Legal advisers have cautioned 11 EU Governments that a proposal they are considering for a tax on financial transactions is illegal.
The legal service that advises EU member states found that the suggested approach on which companies should be taxed is “discriminatory,” will probably distort competition, violates EU law and “exceeds member states’ jurisdiction for taxation,” according to a copy of the opinion seen by DPA on Tuesday.
The findings were rejected by the European Commission, which drafted the proposal for the financial transaction tax as the bloc’s executive.
“The commission carried out a very thorough legal analysis before presenting this proposal,” spokeswoman Emer Traynor said.
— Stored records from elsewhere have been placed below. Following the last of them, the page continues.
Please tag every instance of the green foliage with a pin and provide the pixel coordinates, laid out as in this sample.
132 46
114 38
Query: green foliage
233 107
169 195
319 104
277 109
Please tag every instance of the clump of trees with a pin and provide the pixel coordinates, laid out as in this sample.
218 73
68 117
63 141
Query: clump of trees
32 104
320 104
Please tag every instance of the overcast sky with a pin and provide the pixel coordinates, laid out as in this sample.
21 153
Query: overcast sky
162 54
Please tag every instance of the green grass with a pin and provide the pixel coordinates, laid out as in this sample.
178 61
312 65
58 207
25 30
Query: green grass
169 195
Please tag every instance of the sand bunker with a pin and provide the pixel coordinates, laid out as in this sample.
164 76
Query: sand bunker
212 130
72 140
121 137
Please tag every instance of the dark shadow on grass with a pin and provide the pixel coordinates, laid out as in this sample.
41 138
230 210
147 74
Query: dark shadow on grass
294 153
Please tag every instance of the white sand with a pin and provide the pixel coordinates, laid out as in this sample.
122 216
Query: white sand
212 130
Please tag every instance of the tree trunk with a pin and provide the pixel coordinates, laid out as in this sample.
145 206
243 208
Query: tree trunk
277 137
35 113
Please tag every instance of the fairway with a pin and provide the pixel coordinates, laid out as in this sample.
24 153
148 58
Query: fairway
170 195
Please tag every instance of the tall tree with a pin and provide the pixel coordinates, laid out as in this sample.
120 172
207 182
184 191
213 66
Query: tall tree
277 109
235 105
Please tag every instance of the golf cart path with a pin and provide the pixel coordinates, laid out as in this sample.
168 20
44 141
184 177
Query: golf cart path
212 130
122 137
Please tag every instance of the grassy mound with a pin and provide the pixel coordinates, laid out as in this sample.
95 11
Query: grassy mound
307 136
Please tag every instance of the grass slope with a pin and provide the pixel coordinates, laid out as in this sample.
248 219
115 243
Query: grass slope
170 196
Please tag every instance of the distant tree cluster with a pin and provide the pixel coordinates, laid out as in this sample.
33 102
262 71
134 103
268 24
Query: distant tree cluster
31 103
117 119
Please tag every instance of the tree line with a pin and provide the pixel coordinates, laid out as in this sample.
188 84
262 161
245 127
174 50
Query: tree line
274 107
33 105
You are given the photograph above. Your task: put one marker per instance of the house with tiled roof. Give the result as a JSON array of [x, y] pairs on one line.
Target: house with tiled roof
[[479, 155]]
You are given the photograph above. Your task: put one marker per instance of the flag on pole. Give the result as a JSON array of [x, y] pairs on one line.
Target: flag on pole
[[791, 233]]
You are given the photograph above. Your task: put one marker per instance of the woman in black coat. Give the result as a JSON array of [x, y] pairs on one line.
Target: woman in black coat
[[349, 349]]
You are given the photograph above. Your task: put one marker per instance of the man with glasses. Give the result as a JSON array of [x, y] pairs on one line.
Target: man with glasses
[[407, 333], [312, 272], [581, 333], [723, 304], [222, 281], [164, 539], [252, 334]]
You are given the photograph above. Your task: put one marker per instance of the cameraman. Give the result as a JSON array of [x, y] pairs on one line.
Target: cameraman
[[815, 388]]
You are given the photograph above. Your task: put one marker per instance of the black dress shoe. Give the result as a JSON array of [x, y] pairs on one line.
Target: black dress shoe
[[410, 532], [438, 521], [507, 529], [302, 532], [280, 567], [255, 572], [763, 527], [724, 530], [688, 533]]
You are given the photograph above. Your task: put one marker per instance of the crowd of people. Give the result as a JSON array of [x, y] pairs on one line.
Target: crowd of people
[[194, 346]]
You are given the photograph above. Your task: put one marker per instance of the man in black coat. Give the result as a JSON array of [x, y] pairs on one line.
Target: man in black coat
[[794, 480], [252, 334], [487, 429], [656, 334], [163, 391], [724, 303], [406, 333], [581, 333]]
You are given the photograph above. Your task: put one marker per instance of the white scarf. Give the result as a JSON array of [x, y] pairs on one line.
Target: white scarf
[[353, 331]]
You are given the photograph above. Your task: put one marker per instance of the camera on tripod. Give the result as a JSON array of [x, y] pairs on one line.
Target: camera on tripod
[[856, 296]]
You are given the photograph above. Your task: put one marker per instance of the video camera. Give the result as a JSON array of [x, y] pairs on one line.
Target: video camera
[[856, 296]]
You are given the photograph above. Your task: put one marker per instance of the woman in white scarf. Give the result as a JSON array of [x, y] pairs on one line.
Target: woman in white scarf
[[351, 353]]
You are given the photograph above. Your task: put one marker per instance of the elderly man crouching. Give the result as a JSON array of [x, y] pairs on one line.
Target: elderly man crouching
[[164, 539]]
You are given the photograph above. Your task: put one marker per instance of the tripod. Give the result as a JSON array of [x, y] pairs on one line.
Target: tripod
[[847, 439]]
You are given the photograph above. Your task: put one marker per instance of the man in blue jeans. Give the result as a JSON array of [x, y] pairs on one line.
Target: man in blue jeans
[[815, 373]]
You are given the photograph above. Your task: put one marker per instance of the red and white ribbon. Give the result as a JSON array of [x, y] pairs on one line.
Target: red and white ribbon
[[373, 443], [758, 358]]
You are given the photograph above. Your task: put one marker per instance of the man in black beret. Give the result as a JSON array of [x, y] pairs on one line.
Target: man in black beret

“We stand firm that the proposed FTT is legally sound and fully in line with the EU treaties and international tax law.” There was no unanimous support for the tax in the EU. The 11 countries that decided to proceed on their own are the Eurozone’s four biggest economies — France, Germany, Italy and Spain — as well as Austria, Belgium, Estonia, Greece, Portugal, Slovakia and Slovenia.
Supporters of the measure — also known as the Tobin tax after the US economist who conceived it in the 1970s — argue that the financial sector should pay its fair share after helping cause the economic crisis, and that the tax would make it act more responsibly.
But critics worry that it could drive away investment from Europe.
Britain is among the staunchest opponents of the levy and has turned to the EU’s top court for help, challenging the so-called enhanced cooperation mechanism that allowed the 11 countries to proceed.
The legal service advising EU governments did not look at that mechanism, studying instead a provision that would allow companies to be taxed even if they are not located in the participating countries.
Under the proposal, the deciding factor would be where the financial transaction takes place. Supporters of the tax have pointed to the measure as a way to help keep in check investment relocations.
But the legal service thinks it “exceeds the union’s legislative jurisdiction, starting from the basic predicament that entities must be subject to the laws of the country where they are located.”
The service also took issue with the fact that there is no provision for companies in non-participating countries to avoid double taxation, and that financial markets in those nations would inevitably “be burdened with the tax.” The opinion will be taken into consideration by an FTT working group, EU officials said.
Traynor called on member states not only to consider the legal service’s views, “but to assess them critically against the commission’s robust legal analysis.” “This opinion is one of many which have been fed into the discussions,” she argued. “It certainly doesn’t imply any necessary slowdown in the work being done to progress the FTT.”